In recent years an increasing number of educational institutions have begun to offer their courses by online or blended delivery. Massage educators have been slow to adopt these contemporary approaches to learning, but there are now a number of educational institutions offering massage therapy education either purely online or with a blended style of delivery (Remedial massage, 2008; How can you, 2008). Within New Zealand a number of educational institutions are considering the exploration of educational options within this area (J. Morgan, personal communication June 14, 2008; B. Bernie, personal communication June 14, 2008; H. Lofthouse, personal communication June 29, 2008; T. Rodgers, personal communication June 14, 2008). Many massage education providers consider online and/or blended delivery education for massage therapy to be inferior to traditional class-room-based delivery models (P. Charlton, personal communication June 14, 2008; T. Rodgers, personal communication June 14,2008; A. Palmer, personal communication June 14, 2008).

The online environment is rapidly changing, and a course which aims to utilise the richness of contemporary online applications may often be involved in the use of a technology in a way which has not been documented previously. An experimental educational delivery style is therefore called for, where the teachers involved in online education trial the use of an online application with a group of students in a particular way, then assess how effective this educational experience has been. The integrated group of technologies which are used to deliver the course is described here as the online learning environment.
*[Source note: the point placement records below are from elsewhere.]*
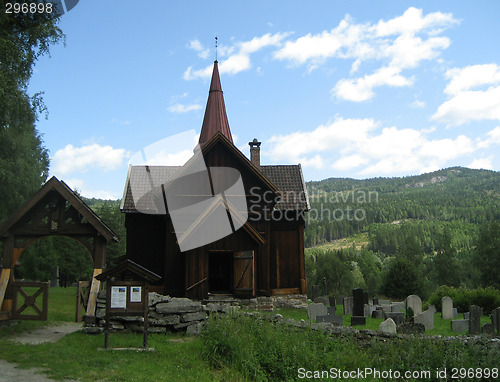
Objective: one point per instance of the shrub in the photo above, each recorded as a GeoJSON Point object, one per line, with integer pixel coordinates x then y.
{"type": "Point", "coordinates": [487, 298]}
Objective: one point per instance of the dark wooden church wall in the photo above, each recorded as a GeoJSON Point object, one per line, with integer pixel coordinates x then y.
{"type": "Point", "coordinates": [174, 282]}
{"type": "Point", "coordinates": [146, 241]}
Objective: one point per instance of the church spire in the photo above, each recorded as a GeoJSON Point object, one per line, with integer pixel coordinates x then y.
{"type": "Point", "coordinates": [215, 119]}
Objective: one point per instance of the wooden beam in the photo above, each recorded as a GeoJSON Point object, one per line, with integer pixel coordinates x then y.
{"type": "Point", "coordinates": [4, 281]}
{"type": "Point", "coordinates": [94, 289]}
{"type": "Point", "coordinates": [284, 291]}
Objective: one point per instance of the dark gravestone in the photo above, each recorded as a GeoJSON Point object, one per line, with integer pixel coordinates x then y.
{"type": "Point", "coordinates": [336, 320]}
{"type": "Point", "coordinates": [315, 292]}
{"type": "Point", "coordinates": [378, 313]}
{"type": "Point", "coordinates": [397, 317]}
{"type": "Point", "coordinates": [348, 305]}
{"type": "Point", "coordinates": [358, 320]}
{"type": "Point", "coordinates": [475, 319]}
{"type": "Point", "coordinates": [54, 277]}
{"type": "Point", "coordinates": [488, 329]}
{"type": "Point", "coordinates": [411, 328]}
{"type": "Point", "coordinates": [331, 310]}
{"type": "Point", "coordinates": [459, 326]}
{"type": "Point", "coordinates": [495, 319]}
{"type": "Point", "coordinates": [322, 300]}
{"type": "Point", "coordinates": [358, 298]}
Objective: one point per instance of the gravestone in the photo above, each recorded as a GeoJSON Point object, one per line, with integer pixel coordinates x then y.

The Otago Polytechnic massage therapy programme has recently undergone the transition from a purely face-to-face delivery style to a blended delivery style. The programme’s delivery style is making use of contemporary online applications such as wikis, blogs, collaborative document editing, voice-over-internet-protocols (such as MSN messenger and skype). This is new ground for massage therapy education, and in many ways for education in general. The department feels that there is a need to monitor the student’s experience and achievement in this new context and to make changes to improve that experience over time.